New Jersey Food Journal

Monday, June 15, 2015

Jersey Oyster Farm Keeps it Fresh

Photo credits: Forty North Oysters
By Serena Han

Sunsets and shoreline photos on Instagram are a dime a dozen. A close-up shot of a fresh oyster from New Jersey is not.

Forty North Oyster Farm’s Instagram feed is updated regularly with photos showing off the glistening sheen of wild oysters and their distinctly textured shells. Matt Gregg, founder of Forty North Oyster Farm, promotes his oyster farm the modern way, using social media platforms including Facebook, Twitter, Instagram, and the video hosting site Vimeo.
“It’s become my quest to grow the perfect oyster”

Gregg’s social media presence exudes a youthful vibe that most would not typically associate with oyster farming. Its online content reflects a millennial and current perspective on the fishing industry and this refreshing and unique angle separates Forty North from other oyster farming competitors.

Companies use social media for marketing, promotional, or customer service-related purposes, including Forth North Oyster Farm.

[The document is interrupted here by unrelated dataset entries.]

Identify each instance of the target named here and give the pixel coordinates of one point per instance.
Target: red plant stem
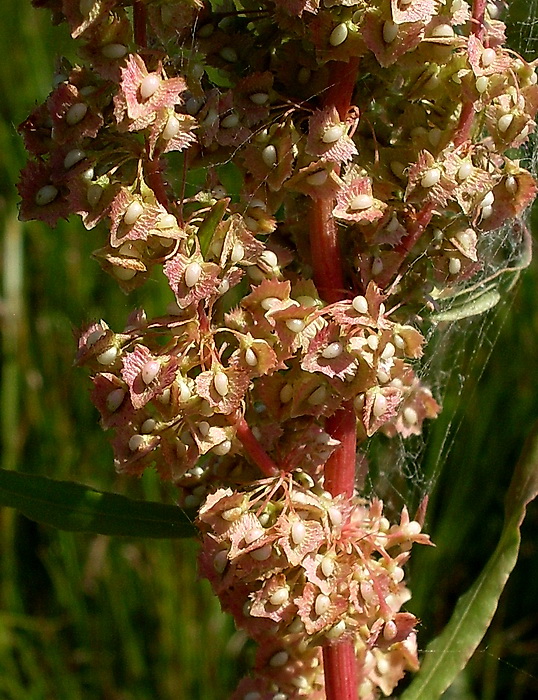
(339, 662)
(253, 448)
(140, 24)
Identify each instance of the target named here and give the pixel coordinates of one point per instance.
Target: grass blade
(77, 508)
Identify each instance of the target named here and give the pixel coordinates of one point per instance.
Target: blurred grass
(109, 619)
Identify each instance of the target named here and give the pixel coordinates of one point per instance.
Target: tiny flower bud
(360, 304)
(298, 532)
(149, 85)
(133, 212)
(171, 129)
(431, 177)
(361, 201)
(504, 122)
(115, 399)
(221, 383)
(150, 370)
(136, 442)
(250, 357)
(46, 195)
(338, 34)
(333, 133)
(322, 604)
(108, 356)
(193, 272)
(73, 157)
(279, 597)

However, Gregg’s social media efforts give off a contemporary and distinctly savvy feel. The image editing, quality, and overall aesthetics on its Instagram feed is impressive.

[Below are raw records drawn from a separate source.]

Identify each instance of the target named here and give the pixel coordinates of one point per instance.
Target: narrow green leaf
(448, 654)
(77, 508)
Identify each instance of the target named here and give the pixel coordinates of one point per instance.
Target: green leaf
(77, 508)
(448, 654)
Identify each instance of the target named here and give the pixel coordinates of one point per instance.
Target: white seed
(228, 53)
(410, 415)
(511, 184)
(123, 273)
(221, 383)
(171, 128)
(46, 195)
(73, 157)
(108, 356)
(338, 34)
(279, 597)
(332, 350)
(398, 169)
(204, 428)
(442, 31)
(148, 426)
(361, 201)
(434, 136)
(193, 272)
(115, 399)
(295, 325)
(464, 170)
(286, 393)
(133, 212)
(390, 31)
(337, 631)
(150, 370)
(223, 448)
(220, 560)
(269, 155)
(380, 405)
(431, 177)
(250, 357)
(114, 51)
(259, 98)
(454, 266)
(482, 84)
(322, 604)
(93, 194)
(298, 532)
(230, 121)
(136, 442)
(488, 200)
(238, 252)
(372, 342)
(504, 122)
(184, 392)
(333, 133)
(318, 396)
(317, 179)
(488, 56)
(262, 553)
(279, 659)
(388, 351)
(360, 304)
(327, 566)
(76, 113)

So much so, that Modern Farmer magazine recruited Gregg to take over its Instagram account for two weeks as a guest contributor. Gregg posted pictures of oysters, the farming process, and even photos of himself on the job, giving followers a first-hand look into Forty North Oyster Farm’s operations. Captions are educational and fun – how to fry mud crabs, for example, or tidbits about New Jersey marine culture.

Gregg cultivates the company’s image in ways that are appealing to other millennials. Forty North Oyster Farm’s merchandise has the same lightheartedness. A gray hooded sweatshirt, available for purchase on the company’s website, says, “I’m Not a Playa’ I Just Shuck A Lot,” a witty play on rapper Big Pun’s 1998 single “Still Not a Player.” According to Gregg’s caption on an Instagram post for Modern Farmer, the sweatshirt is a hot item for 26-35-year-olds who recognize the hip-hop song.

Photo Credits: ModFarm
Gregg is also featured in documentary-style trailer titled “Oyster Renaissance” that showcases him farming oysters. His voiceover plays dramatically over stunning footage of New Jersey oyster farming landscapes.  

“It’s become my quest to grow the perfect oyster,” says Gregg in the video clip. “I don’t think I’ll ever achieve that feat because, in this case, the definition of perfect is open to interpretation.”

The video, hosted on Vimeo and linked on Forty North’s website, is another dynamic way multimedia is incorporated to further curate the brand’s persona.

Gregg grew up in Monmouth County and graduated from University of Rhode Island in 2007. The marine and coastal policy major founded Forty North Oyster Farm out of a passion for aquaculture.

Today, Gregg continues to build Forty North Oyster Farm’s image and name through social media. According its latest Instagram update on May 5, Forty North farmers are harvesting oysters for spring 2016.

Oyster farming may be an unusual segment of social media but Gregg operates platforms like Instagram and Vimeo in ways that relate to younger audiences. The farmer possesses a keen sense of contemporary Internet culture and showcases Forty North Oyster Farm with that lens. Witty captions and high-resolution photos on Instagram are just a few of the components that keep Gregg’s business afloat.

Serena Han recently graduated from Rutgers University as a journalism & media studies major with a double minor in digital communication, information, and media and Korean. She hopes to work in entertainment media.